I’m a very fake person, most of the time. Most of us are and need to be to survive.
“Real life is acting. Acting is real.” someone once told me.
There’s nothing wrong with being fake. In fact, it needs to be that way for most of the world to function right now. It’ll continue to be that way until robots and technology automate the majority of jobs away, and we live in an age of overabundance.
But not being honest costs us. It takes a huge toll on our spirits and it’s easy to end up like zombies.
The truth is I’m not very close to many people. I can only really get close to people who have a glint in their eye.
It’s a certain twinkle. An awareness of something more. It’s a certain glimmer that hints of worlds beyond our own. Mischievous children have it.
It’s usually combined with a very sharp intelligent awareness of what’s going on. It’s a closeness to imagination and creativity. It’s an ability to see beyond what’s in front of you, the underlying rules of everything. It’s a kind of magic and alchemy. It also represents naughtiness, an ability and desire to break the rules.
Paul Graham writes this on what Y Combinator look for in startup founders
Though the most successful founders are usually good people, they tend to have a piratical gleam in their eye. They’re not Goody Two-Shoes type good. Morally, they care about getting the big questions right, but not about observing proprieties. That’s why I’d use the word naughty rather than evil. They delight in breaking rules, but not rules that matter. This quality may be redundant though; it may be implied by imagination.
Sam Altman of Loopt is one of the most successful alumni, so we asked him what question we could put on the Y Combinator application that would help us discover more people like him. He said to ask about a time when they’d hacked something to their advantage—hacked in the sense of beating the system, not breaking into computers. It has become one of the questions we pay most attention to when judging applications.
I can’t really relate to anyone who doesn’t have that. That sounds terrible.
Well I can. I can relate to their underlying emotions and situation whatever. But unless they have that piratical gleam in their eye, I don’t see them as equal to me. I see myself as above them.
I can give them what they need and get what I need… some combination of genuine caring along with some acting. But it gets boring, unstimulating and stale quickly.
It feels like being Harry Potter in a world of muggles.
Why is that gleam in the eye such a good indicator? The eyes are the window the soul. It’s such a good indicator because that streak is someone’s relevance to me.
It’s my biggest cue of their evolutionary intelligence. To me it represents how much they can adapt or evolve to problems. Can they draw the dots? Can they solve seemingly impossible problems? How resourceful are they? How well do they read people’s true intentions? How effective are they at getting things done? Can they see systems holistically (how all the moving parts and cogs fit together)? How quickly do they learn the real rules of the game?
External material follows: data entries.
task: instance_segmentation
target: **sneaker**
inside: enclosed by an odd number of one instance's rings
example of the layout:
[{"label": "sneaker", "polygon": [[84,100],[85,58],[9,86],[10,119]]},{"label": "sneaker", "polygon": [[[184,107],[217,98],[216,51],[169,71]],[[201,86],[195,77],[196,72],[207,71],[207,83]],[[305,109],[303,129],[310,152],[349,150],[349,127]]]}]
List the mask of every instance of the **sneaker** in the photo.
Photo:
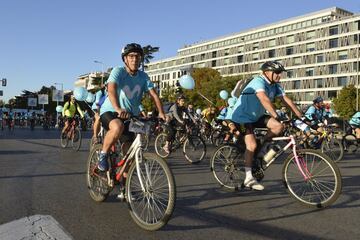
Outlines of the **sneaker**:
[{"label": "sneaker", "polygon": [[109,169],[109,164],[108,164],[108,161],[107,161],[107,154],[106,153],[100,153],[98,169],[100,171],[107,171]]},{"label": "sneaker", "polygon": [[255,178],[250,178],[249,180],[244,181],[244,186],[250,189],[254,189],[257,191],[264,190],[264,186],[258,183]]}]

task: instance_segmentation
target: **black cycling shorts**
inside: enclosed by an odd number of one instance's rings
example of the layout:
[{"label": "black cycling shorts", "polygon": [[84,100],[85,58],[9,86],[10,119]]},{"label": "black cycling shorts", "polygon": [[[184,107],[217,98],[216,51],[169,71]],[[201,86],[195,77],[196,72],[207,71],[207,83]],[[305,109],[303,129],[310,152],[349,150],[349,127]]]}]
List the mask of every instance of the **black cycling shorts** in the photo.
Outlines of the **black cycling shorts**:
[{"label": "black cycling shorts", "polygon": [[125,125],[125,129],[124,132],[122,133],[121,137],[120,137],[120,141],[121,142],[131,142],[135,139],[135,133],[129,132],[129,124],[130,121],[123,121],[120,118],[118,118],[118,113],[117,112],[105,112],[103,114],[100,115],[100,122],[101,125],[103,126],[103,128],[105,128],[105,130],[109,130],[109,124],[112,120],[114,119],[118,119],[120,122],[124,123]]},{"label": "black cycling shorts", "polygon": [[267,128],[267,124],[270,120],[270,116],[269,115],[263,115],[261,118],[259,118],[259,120],[257,120],[254,123],[245,123],[245,135],[247,134],[253,134],[254,133],[254,129],[255,128]]}]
Can they imagine themselves being someone other than their current identity?
This is all very abstract.
But I can only have a totally honest conversation with somebody who gets that. Everything else feels like a waste of time.
When I do it, it’s very sexy, it’s very exciting and it’s very real.
The truth is most people are inert. They’re very distant from their energy, their juju, their inner true self. That’s why everything is such a struggle and they hate Mondays. But they don’t have the momentum or strength of vision to change that. When I’m around muggles, or doing a job, it feels like being stuck in a cul-de-sac, a dead end – I desperately need to reverse out of there.
But when you see a firecracker of a human being – there is electricity, there is creation, new possibilities open up. There is a real energy transference. You can sense them and their energy field from several meters away. You feel ALIVE!!! You know.
As arrogant and as aloof as the above is – I know I sound like a complete arsehole. But the thing is I’m just frustrated. And I’ve been frustrated for so so so long. I’ve tried to fit in, do what I “should do”. Work a job. Then I tried doing the cool thing – go self-employed, travel the world. Blah blah blah.
But even this “cool lifestyle” gets dull, monotonous and repetitive – I can’t bare ‘normality’. Cinderella’s shoe doesn’t fit.
It’s only the little bits of time I spend with the mischievous, visionary, magical people that make it everything seem worthwhile.
So never let the magical gleam in your eye disappear. It’s the only thing in this world that matters.